1.26.2016

My Yoga Routine

Hello Everyone! It's pouring down snow here in North Carolina, so I thought I would write this post while I'm stuck inside! As you know from my previous post, I would like to practice yoga on a more regular basis in the new year. This means having a more set routine to do either in the morning or at night. Typically it will take me between 25-35 minutes to do a full routine, but depending on how I feel, it can be very short or extremely long. Regardless of how long my yoga session lasts, it is a great workout and is amazing for your flexibility. Not only does it keep you physically fit, but it helps with stress and your mental health as well! Yoga is an extremely calming and entertaining way to exercise, and I highly recommend it.

In this video I go over my typical routine, and some tips and pointers for the beginning yogi!


Remember that your poses don't have to be perfect, and it's okay if you mess up. When I first started doing yoga, I could barely balance on one foot! Although I still am shaky, I have improved greatly since I started. 

Another tip I have is to clear your mind while you are doing yoga. This is what helps relieve stress for me. Whenever my mind wanders, I focus on my breathing or some music that I have playing in the background. You can listen to my yoga playlist here!

Personally, my favorite pose is the standing bow pose. It is difficult to do if you have bad balance, but the more you practice it, the easier it gets! To do this pose, you balance on one foot and pull the other foot closer to your body. I recommend balancing on your dominant foot because it makes it so much easier! While you are grabbing your foot, stick your other hand out in front of you and lean forward while lifting your leg up. As I mentioned previously, this pose can be hard, but it is well worth trying! It is great for strengthening your balance, and it stretches your thigh muscles!


Another pose that I am fond of is the tree pose! It is also based in balance, but it is much easier in comparison to the standing bow pose. You begin by lifting one leg and setting it on your still-standing leg. Again, I recommend standing on your dominant leg, because it makes it a thousand times easier! Then, just try to remain balanced, and enjoy! This pose strengthens your legs and improves your balance, and also is a great pose to use for relaxing and clearing your head in.

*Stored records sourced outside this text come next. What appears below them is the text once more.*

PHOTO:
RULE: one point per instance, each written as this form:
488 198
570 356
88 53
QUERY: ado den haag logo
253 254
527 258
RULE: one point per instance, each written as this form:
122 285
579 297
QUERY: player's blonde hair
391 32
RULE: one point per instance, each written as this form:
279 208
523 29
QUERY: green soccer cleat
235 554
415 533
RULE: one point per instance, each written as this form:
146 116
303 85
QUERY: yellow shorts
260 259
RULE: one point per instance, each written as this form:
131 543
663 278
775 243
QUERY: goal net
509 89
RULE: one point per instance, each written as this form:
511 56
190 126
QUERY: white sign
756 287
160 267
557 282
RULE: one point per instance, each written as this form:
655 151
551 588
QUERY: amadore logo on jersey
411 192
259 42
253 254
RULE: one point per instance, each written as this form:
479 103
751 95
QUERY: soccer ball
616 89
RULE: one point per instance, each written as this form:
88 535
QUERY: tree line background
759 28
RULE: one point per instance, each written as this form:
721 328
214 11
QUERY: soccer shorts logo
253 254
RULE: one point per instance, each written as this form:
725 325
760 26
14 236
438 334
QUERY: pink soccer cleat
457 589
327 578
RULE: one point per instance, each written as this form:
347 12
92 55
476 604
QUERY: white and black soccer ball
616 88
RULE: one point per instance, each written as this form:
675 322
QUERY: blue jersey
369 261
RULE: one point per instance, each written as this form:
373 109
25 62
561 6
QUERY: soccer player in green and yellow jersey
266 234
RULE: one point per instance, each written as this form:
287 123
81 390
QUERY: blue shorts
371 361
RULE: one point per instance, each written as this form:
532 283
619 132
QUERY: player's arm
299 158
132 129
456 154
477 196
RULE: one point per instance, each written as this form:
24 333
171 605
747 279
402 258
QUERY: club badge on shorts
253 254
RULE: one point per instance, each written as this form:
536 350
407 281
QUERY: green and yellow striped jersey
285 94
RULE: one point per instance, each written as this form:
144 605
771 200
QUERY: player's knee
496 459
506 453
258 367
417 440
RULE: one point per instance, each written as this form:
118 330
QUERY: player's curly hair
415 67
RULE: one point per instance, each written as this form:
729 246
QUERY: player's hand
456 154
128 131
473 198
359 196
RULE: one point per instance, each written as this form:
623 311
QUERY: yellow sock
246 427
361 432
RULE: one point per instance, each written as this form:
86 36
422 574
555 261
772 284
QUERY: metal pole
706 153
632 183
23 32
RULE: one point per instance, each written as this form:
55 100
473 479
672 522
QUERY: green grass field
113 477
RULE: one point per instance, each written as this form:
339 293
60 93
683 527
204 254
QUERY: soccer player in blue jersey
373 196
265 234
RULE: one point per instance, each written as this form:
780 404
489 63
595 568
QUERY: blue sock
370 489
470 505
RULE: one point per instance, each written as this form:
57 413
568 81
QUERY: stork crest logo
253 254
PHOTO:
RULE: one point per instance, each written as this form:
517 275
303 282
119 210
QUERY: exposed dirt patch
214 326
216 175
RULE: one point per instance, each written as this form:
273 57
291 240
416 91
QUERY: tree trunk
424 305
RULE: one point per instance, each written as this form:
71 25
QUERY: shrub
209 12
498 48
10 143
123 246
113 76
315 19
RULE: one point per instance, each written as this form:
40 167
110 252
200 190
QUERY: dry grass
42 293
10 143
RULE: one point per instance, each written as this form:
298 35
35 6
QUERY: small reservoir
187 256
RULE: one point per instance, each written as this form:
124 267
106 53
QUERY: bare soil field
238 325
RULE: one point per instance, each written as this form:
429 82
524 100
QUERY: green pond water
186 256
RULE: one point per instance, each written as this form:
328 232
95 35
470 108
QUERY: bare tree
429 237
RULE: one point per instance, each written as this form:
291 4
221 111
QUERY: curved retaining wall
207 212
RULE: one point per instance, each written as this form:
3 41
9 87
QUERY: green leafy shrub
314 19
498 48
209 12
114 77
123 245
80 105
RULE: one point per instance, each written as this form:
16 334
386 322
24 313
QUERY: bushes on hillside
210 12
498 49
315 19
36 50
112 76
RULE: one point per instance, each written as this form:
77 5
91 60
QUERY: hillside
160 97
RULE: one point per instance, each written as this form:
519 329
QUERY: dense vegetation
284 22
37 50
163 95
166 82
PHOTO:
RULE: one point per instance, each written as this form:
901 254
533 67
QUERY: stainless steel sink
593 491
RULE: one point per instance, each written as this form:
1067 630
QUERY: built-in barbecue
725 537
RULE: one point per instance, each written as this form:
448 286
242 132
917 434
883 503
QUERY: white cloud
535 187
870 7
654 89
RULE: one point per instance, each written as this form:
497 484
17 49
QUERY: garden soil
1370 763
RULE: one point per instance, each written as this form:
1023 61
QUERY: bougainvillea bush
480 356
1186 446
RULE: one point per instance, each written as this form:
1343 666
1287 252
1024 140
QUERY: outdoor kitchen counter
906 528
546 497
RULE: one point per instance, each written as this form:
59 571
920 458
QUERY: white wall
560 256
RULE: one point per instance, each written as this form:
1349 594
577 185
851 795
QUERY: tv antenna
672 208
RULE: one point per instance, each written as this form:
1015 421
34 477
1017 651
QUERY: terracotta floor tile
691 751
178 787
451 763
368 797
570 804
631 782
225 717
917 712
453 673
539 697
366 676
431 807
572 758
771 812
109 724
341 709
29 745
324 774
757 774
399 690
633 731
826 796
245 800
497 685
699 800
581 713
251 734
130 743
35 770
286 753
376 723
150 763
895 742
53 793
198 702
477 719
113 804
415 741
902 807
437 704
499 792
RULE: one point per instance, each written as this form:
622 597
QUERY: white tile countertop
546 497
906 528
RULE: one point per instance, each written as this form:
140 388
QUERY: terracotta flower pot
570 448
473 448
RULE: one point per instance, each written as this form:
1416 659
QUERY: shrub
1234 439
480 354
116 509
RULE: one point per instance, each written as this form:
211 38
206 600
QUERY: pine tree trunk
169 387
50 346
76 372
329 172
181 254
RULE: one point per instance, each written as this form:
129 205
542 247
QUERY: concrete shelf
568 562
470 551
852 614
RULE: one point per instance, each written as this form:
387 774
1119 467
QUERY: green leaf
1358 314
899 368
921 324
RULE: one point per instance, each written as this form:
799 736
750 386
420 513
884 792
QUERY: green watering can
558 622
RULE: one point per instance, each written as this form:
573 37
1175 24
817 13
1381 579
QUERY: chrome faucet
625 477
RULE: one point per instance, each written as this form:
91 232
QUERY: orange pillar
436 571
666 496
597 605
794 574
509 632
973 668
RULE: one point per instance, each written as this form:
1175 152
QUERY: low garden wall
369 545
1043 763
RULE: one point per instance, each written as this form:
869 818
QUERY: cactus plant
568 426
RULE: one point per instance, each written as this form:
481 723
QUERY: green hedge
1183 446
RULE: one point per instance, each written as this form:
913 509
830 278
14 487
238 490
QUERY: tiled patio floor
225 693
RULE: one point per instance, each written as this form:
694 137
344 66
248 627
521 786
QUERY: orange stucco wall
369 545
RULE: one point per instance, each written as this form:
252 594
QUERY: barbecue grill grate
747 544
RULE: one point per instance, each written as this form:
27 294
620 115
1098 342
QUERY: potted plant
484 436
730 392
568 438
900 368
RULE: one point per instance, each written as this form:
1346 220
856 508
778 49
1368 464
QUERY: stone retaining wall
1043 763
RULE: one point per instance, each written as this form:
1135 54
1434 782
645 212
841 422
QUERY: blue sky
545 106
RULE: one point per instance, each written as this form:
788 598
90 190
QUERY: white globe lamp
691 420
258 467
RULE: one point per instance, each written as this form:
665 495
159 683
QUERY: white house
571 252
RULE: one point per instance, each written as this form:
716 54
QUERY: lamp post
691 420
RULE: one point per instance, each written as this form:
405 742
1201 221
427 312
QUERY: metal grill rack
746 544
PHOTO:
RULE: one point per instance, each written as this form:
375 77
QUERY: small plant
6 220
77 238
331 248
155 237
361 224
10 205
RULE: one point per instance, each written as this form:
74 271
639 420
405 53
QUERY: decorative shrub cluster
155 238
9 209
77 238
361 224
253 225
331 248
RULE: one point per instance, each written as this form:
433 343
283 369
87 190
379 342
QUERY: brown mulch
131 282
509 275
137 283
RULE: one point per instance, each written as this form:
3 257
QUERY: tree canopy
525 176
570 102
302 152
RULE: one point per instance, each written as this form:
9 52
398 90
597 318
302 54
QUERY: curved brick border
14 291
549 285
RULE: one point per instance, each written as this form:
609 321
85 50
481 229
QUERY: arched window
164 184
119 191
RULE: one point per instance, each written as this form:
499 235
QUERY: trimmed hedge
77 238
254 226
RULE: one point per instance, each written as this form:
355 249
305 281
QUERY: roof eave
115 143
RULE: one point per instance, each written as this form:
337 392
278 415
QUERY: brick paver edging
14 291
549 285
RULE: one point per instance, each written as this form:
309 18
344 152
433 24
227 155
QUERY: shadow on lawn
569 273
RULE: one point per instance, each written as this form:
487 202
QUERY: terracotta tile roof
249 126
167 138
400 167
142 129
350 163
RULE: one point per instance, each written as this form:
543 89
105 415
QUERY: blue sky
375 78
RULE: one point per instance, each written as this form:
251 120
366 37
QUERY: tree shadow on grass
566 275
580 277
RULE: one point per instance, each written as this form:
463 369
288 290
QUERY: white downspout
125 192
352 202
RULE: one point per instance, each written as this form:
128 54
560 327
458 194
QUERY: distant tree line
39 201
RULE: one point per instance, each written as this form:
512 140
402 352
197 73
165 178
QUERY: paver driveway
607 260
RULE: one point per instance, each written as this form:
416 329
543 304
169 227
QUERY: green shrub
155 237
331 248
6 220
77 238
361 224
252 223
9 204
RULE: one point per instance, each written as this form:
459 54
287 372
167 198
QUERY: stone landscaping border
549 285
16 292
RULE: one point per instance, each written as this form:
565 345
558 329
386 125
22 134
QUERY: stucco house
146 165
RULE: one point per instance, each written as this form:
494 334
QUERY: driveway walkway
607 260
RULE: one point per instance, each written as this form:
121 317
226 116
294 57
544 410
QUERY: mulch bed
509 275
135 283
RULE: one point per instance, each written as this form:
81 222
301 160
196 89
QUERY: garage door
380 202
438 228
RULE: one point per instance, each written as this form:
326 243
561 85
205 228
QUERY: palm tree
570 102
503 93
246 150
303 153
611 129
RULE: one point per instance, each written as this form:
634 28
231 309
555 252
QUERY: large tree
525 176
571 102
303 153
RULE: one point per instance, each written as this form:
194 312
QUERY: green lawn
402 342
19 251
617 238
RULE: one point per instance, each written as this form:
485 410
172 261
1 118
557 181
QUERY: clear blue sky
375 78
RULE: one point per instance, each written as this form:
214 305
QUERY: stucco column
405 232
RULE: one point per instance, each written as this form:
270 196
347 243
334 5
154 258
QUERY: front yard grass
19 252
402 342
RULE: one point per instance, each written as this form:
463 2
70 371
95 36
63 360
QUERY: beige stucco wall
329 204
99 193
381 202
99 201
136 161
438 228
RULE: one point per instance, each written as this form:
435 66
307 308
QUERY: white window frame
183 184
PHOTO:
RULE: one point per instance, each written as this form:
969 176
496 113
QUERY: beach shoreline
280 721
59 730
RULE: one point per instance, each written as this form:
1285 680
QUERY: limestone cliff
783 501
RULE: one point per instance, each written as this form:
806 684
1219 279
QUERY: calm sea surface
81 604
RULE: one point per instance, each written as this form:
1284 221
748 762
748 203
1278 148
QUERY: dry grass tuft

The downward dog is arguably the most well-known pose in yoga, as it is the basis for so many different poses. I use it frequently, and it is fairly easy to do. You begin by placing both of your hands on the ground and straightening your legs. Then, you bring the upper half of your body closer to your legs until you form a triangle. Try to keep your feet flat against the floor, but it's okay if you can't do this. With practice, you will improve!


I hope you found this post helpful if you are trying to add a little yoga to your life, and stay safe if you're stuck in snow!